All the above are basically what I called conditions for volatile markets. On one hand, you have credit market crisis, housing market slump, consumer spending (might) slow down in US. These are now joined with a shocked ugly labour data (only one month bad data, need to monitor more on this. If subsequent data are very negative, this is a very bad symptom for US economy) and a high crude price. All these are forces/indicators that US economy will not be in good shape in times to come. On the other hand, we are all hopeful that US government and Fed would come out with prudent measures to address all these issues. However, we understand that all policies need to be considered carefully. For instance, there are market analysts, prominent economists, investors argued for a higher and speedier interest rates cut. While this may give the markets a powerful shot in the arm and a booster for the economy, a too aggressive a cut in interest rate may cause asset bubble in a later period. In addition to this, a lower interest rate would also put huge pressure on US currency.
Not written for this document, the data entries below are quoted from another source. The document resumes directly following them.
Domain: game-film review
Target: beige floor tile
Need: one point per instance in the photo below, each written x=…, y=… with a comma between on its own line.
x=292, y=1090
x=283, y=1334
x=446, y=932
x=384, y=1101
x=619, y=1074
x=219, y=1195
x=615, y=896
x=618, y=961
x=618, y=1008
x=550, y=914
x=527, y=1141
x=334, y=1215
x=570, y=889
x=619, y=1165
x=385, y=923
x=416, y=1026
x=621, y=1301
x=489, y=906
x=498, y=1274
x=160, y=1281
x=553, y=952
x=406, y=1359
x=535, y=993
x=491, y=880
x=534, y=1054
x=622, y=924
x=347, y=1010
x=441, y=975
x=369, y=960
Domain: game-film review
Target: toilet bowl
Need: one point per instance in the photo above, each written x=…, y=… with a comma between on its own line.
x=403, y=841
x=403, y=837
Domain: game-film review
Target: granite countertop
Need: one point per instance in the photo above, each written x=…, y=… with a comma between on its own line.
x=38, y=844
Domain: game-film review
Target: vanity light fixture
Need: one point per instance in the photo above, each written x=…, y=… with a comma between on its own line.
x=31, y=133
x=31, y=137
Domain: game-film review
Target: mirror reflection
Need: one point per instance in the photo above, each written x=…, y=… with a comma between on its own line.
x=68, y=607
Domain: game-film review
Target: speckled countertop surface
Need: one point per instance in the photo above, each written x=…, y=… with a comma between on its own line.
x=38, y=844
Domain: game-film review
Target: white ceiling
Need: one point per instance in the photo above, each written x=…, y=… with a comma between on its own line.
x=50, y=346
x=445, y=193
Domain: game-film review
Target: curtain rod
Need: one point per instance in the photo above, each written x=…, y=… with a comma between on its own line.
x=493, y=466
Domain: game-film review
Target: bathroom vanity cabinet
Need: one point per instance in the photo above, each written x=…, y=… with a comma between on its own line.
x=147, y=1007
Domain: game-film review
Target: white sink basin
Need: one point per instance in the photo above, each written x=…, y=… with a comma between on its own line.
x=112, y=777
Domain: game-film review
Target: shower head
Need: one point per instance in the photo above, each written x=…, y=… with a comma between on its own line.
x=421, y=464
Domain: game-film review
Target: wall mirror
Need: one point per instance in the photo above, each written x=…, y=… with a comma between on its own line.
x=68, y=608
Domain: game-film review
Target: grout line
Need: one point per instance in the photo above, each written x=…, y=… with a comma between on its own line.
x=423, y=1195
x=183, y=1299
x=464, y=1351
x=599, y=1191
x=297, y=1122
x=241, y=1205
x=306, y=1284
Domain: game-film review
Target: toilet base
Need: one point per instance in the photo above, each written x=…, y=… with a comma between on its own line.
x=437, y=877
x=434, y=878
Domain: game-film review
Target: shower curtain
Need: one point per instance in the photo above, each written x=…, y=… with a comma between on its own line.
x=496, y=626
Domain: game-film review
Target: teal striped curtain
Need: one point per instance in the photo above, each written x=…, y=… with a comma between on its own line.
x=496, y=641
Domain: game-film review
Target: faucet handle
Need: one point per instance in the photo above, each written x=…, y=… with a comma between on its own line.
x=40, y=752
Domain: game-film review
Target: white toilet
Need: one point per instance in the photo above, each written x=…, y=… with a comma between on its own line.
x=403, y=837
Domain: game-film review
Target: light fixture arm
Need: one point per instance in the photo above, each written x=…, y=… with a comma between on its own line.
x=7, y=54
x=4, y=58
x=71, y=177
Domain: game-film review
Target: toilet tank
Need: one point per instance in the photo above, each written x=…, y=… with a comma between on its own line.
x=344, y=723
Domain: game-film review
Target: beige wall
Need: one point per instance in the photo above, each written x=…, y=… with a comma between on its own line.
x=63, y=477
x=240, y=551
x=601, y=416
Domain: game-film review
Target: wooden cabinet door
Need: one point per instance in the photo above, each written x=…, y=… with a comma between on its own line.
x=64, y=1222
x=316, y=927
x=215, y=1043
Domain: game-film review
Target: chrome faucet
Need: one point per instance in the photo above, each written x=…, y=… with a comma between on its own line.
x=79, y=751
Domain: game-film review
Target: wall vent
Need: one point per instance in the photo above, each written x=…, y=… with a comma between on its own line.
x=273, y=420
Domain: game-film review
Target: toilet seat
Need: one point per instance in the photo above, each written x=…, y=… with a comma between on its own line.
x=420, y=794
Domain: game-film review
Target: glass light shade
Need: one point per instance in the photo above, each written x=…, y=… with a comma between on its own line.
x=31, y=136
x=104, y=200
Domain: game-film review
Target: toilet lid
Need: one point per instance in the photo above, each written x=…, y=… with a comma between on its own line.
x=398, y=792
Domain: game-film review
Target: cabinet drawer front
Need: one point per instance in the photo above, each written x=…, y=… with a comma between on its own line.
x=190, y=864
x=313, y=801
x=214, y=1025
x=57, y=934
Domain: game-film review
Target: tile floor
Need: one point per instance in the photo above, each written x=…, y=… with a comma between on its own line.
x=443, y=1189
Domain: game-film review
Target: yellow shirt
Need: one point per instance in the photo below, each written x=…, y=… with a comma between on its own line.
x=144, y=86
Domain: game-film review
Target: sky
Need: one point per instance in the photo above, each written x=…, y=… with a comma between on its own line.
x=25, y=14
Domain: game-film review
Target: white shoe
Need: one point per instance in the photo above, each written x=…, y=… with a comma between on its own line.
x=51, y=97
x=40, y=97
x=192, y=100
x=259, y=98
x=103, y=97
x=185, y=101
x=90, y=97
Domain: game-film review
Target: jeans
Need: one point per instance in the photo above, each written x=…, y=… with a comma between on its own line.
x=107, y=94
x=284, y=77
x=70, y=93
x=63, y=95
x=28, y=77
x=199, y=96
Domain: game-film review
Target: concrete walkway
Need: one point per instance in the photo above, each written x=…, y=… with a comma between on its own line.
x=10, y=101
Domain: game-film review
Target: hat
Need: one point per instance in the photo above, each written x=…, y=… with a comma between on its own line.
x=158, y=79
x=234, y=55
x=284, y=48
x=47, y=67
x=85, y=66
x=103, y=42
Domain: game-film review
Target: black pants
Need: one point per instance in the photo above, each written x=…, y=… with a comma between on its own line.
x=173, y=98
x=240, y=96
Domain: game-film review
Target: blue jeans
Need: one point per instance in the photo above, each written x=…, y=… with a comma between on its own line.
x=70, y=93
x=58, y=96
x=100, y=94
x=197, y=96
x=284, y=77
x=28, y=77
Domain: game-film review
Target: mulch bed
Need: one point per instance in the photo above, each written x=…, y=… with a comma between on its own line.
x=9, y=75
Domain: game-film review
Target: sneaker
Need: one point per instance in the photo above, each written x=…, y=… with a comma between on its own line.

To sum it all, my view is that Fed is likely to just cut the interest rates by 25 basis point (as oppose to some aggressive call of 50 basis points cut) on 18 Sept. While I have said that Fed would rather err on the safe side, thus it will cut the interest rates, however in my opinion, the US Fed Chairman, Ben S. Bernanke, a conservative and careful person would choose to do it on a gradual basis. In any case, should the markets need another rate cut, Fed has the authority to cut the rates at any time (i.e. before the next FOMC meeting) that it sees fit.
At current level, markets have priced in a 25 basis point cut in Fed funds rate, if markets are also trying to factor in a bigger cut, I am afraid investors would be disappointed when Fed announces its interest rate policy on 18th of Sept 2007. Happy investrade in this volatile quarter, cheers!